Typical street scene in Santa Ana, El Salvador. (Photo: iStock)

Typical street scene in Santa Ana, El Salvador. (Photo: iStock)

IMF Survey: Budgetary Austerity Can Help Trim Trade Deficits

September 14, 2011

  • IMF research finds fiscal consolidation has large and long-lasting effect on current account
  • If monetary stimulus scope is limited, external adjustment is just as large but more painful
  • When many countries consolidate at the same time, the current account adjustment is smaller

Spending cuts and tax hikes are expected to be a fact of life in many economies over the coming years.

Budgetary Austerity Can Help Trim Trade Deficits

For economies with both trade and budget deficits, fiscal consolidation of right magnitude may actually reduce both deficits (photo: Fievez/SIPA/Newscom)

WORLD ECONOMIC OUTLOOK

Many advanced economies need to reduce their budget deficit to restore fiscal sustainability. Emerging and developing economies are tightening to rebuild fiscal policy room and in some cases to restrain overheating pressures.

The IMF has examined the repercussions of budgetary cutbacks on external trade balances—finding that cutting the budget deficit can also improve a country’s current account balance. The research shows that a fiscal consolidation of 1 percent of GDP improves the current account by over a half percent of GDP within two years, with the improvement persisting into the medium term.

The current account improves because imports fall with weaker domestic consumption and investment, and exports rise with the currency depreciation that tends to follow fiscal tightening.

Two birds with one stone

“The link between fiscal and trade balances matters because for some economies that have both trade and budget deficits, policymakers are hoping to hit two birds with one stone—fiscal consolidation of the right magnitude may actually reduce both deficits,” said Abdul Abiad, who headed the IMF research team.

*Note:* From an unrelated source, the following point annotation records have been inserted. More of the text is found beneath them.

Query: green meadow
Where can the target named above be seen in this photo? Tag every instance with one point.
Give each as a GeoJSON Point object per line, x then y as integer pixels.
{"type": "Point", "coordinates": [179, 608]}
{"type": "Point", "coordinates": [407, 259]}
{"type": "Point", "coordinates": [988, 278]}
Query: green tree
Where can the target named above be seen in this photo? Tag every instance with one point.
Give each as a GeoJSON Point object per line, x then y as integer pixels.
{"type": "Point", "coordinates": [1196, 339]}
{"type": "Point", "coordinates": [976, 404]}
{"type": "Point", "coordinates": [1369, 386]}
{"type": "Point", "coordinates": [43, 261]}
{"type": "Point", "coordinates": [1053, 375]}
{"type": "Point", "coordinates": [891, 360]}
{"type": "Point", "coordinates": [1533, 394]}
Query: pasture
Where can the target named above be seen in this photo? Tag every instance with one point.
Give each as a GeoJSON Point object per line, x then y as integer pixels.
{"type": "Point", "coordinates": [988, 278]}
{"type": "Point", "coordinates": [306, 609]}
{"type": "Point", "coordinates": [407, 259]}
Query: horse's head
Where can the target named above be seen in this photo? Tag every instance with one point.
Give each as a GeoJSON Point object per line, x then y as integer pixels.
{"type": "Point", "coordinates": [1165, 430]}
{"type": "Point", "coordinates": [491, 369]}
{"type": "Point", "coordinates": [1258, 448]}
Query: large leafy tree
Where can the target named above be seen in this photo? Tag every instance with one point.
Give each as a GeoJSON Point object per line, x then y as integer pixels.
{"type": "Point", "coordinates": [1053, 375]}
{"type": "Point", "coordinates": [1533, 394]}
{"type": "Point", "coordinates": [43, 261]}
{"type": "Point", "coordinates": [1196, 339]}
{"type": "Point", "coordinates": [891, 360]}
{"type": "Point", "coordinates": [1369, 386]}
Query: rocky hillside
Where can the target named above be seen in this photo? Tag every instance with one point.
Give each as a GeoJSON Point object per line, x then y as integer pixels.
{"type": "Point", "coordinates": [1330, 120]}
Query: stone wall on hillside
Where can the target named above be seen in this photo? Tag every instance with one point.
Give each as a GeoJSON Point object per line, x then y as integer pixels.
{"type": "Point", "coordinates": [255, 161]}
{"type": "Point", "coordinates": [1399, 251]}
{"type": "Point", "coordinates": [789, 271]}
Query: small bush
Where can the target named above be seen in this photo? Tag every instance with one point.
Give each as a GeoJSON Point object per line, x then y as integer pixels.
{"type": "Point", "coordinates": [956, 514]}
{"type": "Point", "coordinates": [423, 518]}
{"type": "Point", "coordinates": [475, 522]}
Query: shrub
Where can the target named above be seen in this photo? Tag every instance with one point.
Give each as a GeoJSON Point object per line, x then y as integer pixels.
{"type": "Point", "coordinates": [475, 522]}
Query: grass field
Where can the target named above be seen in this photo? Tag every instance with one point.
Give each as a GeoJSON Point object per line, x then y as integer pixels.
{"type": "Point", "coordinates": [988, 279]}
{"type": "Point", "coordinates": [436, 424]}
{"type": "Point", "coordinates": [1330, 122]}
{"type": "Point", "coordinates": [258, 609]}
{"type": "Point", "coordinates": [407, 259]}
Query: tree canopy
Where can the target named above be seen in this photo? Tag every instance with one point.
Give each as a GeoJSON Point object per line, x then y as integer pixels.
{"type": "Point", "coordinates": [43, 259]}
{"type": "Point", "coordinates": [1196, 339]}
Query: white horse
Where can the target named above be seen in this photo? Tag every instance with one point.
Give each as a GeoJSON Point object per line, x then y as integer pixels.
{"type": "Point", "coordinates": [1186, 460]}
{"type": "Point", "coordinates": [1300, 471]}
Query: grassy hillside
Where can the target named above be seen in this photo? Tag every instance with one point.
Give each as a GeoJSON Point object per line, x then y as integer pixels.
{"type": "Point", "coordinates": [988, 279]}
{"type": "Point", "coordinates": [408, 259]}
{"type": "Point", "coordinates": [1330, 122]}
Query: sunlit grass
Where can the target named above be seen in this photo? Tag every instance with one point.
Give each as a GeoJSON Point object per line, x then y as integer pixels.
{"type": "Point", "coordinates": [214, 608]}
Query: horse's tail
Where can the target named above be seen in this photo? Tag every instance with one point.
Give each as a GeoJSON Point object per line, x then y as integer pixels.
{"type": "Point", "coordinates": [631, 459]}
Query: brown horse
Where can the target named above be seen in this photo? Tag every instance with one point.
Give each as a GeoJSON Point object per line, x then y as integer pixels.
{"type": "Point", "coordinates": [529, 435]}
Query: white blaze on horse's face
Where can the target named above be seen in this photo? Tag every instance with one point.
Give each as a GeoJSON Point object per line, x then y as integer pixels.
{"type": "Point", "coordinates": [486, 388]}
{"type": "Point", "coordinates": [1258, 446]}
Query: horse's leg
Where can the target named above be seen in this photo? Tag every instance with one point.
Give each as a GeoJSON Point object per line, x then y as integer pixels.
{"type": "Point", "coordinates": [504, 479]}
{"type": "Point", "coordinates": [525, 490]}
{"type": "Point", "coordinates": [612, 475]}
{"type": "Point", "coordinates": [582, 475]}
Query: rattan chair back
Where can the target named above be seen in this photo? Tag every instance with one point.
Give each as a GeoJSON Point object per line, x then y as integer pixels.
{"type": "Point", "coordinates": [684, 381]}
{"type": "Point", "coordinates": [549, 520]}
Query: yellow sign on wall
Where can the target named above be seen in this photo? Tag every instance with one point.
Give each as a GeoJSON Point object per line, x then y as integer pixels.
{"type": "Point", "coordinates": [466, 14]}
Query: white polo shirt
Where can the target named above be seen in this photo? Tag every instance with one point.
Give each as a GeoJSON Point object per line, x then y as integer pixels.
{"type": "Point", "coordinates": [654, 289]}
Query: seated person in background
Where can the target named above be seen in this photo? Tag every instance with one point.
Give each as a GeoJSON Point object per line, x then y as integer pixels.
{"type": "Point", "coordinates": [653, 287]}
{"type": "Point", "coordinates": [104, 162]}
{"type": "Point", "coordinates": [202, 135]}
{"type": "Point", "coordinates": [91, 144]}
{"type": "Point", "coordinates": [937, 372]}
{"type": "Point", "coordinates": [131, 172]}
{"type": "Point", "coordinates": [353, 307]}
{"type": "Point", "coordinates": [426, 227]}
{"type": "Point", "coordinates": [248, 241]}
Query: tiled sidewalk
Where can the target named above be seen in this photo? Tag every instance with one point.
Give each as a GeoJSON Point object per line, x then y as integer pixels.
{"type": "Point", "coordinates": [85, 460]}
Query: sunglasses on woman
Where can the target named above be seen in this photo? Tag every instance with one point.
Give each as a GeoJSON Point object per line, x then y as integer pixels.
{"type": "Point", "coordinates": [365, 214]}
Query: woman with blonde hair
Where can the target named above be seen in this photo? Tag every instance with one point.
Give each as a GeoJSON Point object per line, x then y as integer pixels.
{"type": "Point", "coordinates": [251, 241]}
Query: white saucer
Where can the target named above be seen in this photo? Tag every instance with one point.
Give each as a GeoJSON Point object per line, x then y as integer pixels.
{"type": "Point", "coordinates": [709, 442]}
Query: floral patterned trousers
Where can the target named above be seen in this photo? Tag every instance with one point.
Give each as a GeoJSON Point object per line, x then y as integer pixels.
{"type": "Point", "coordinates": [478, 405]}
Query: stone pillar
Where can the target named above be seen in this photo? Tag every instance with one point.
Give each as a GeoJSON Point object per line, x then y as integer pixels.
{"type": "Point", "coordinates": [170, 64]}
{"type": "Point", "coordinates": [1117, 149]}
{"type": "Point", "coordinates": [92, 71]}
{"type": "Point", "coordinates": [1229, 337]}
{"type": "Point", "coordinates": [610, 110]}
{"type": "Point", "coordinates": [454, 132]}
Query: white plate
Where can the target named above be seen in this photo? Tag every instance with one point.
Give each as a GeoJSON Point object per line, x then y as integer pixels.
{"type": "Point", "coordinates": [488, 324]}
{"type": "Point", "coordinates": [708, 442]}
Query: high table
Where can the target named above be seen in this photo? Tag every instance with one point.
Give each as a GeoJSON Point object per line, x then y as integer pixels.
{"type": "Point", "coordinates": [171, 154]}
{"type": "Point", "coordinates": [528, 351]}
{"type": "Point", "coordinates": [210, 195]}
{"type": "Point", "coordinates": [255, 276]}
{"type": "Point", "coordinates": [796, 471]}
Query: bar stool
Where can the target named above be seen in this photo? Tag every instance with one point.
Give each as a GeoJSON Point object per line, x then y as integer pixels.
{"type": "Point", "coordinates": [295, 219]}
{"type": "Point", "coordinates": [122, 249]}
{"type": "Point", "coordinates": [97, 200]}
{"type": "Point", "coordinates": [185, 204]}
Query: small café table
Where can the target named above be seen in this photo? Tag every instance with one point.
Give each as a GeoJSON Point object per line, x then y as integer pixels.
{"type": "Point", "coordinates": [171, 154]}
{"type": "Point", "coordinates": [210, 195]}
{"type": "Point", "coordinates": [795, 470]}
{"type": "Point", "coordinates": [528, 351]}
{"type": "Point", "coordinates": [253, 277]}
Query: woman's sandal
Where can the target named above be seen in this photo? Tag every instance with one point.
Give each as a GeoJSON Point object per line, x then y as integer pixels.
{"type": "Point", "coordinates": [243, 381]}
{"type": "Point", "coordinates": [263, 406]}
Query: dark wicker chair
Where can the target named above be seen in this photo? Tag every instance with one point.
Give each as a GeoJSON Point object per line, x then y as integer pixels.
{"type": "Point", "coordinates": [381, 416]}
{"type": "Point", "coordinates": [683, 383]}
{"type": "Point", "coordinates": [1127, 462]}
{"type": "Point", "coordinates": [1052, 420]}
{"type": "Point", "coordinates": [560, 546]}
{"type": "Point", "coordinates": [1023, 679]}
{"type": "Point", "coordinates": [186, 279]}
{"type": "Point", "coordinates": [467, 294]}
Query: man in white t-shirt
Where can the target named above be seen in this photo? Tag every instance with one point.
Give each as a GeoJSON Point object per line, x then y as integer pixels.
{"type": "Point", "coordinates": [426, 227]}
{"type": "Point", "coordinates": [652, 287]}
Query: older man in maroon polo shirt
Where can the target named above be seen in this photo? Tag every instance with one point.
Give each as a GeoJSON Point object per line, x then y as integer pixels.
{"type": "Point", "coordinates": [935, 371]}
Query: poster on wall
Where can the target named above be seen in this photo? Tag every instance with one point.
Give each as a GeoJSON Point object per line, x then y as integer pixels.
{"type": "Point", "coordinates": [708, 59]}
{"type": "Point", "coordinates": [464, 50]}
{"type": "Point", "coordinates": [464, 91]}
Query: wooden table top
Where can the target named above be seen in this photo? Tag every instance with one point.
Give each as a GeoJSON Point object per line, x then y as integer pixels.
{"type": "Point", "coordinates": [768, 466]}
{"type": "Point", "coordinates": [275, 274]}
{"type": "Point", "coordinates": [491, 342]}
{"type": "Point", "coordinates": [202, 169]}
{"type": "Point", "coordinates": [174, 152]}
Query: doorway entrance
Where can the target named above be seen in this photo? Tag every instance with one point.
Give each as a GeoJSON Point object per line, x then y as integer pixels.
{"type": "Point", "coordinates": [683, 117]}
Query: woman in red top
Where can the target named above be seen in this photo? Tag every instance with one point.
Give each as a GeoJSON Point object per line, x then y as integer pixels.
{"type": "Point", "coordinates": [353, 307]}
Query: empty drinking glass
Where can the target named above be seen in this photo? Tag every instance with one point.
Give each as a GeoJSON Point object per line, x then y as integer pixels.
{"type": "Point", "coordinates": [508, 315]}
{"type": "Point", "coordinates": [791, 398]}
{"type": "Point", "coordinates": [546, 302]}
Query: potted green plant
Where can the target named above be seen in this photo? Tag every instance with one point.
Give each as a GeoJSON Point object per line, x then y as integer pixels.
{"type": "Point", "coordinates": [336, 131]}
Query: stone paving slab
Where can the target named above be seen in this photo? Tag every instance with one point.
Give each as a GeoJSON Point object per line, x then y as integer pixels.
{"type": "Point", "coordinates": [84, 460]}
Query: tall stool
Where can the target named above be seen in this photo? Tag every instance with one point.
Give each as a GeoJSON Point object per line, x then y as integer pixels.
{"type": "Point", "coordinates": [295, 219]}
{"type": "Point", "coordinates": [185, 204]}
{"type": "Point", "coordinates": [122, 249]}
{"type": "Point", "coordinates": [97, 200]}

The research was released as part of a chapter in the IMF’s World Economic Outlook, which is published twice a year ahead of the institution’s Spring and Annual Meetings. Another chapter looks at how monetary policy should respond to swings in commodity prices, and advised central banks to focus on “underlying” inflation—that is inflation that excludes the effects of short-term movements such as temporary commodity price swings. The IMF’s main global economic forecasts will be released on September 20.

Constraints from fixed exchange rate

The research shows that when the exchange rate is fixed, as in the euro area, and scope for monetary policy stimulus is constrained, the current account adjustment in response to fiscal consolidation is just as large but more painful.

“What happens is that economic activity falls by more in these countries and the depreciation occurs not through the exchange rate but via a compression of domestic prices and wages. This is a process that’s often referred to as internal devaluation,” Abiad said in a video interview.

When economies tighten fiscal policies simultaneously, what matters for the current account is how much each economy consolidates relative to others.

The current pattern of fiscal adjustment plans will contribute to a narrowing of euro area imbalances, a decline in emerging Asia’s trade surpluses, and a widening of the U.S. current account deficit.

“Much of the improvement in the fiscal balance in the United States is coming from exit from stimulus and not progress on bigger ticket items such as entitlement spending. As a result, fiscal policy is not likely to help the U.S. reduce its current account deficit,” Abiad said.